Describe the square ADEB on AB, and draw the figure.

VI.Def.3, VI.17

Since, then, AB is cut in extreme and mean ratio at C, and AC is the greater segment, therefore the rectangle AB by BC equals the square on AC.

And AK is the rectangle AB by BC, and HG is the square on AC, therefore AK equals HG.

And, since AF equals FE, add CK to each, therefore the whole AK equals the whole CE. Therefore the sum of AK and CE is double AK.

But the sum of AK and CE is the sum of the gnomon LMN and the square CK, therefore the sum of the gnomon LMN and the square CK is double AK.

But, further, AK was also proved equal to HG, therefore the sum of the gnomon LMN and the squares CK and HG is triple the square HG.
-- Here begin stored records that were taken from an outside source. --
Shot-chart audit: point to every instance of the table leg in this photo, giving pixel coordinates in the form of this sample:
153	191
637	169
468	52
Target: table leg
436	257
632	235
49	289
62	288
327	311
And the sum of the gnomon LMN and the squares CK and HG is the sum of the whole square AE and CK, which are the squares on AB and BC, while HG is the square on AC.

Therefore the sum of the squares on AB and BC is triple the square on AC.

Therefore, if a straight line is cut in extreme and mean ratio, then the sum of the squares on the whole and on the lesser segment is triple the square on the greater segment.

Q.E.D.

Guide

Use of this proposition

This and the next three propositions are all preparatory to the construction of a dodecahedron in proposition XIII.17.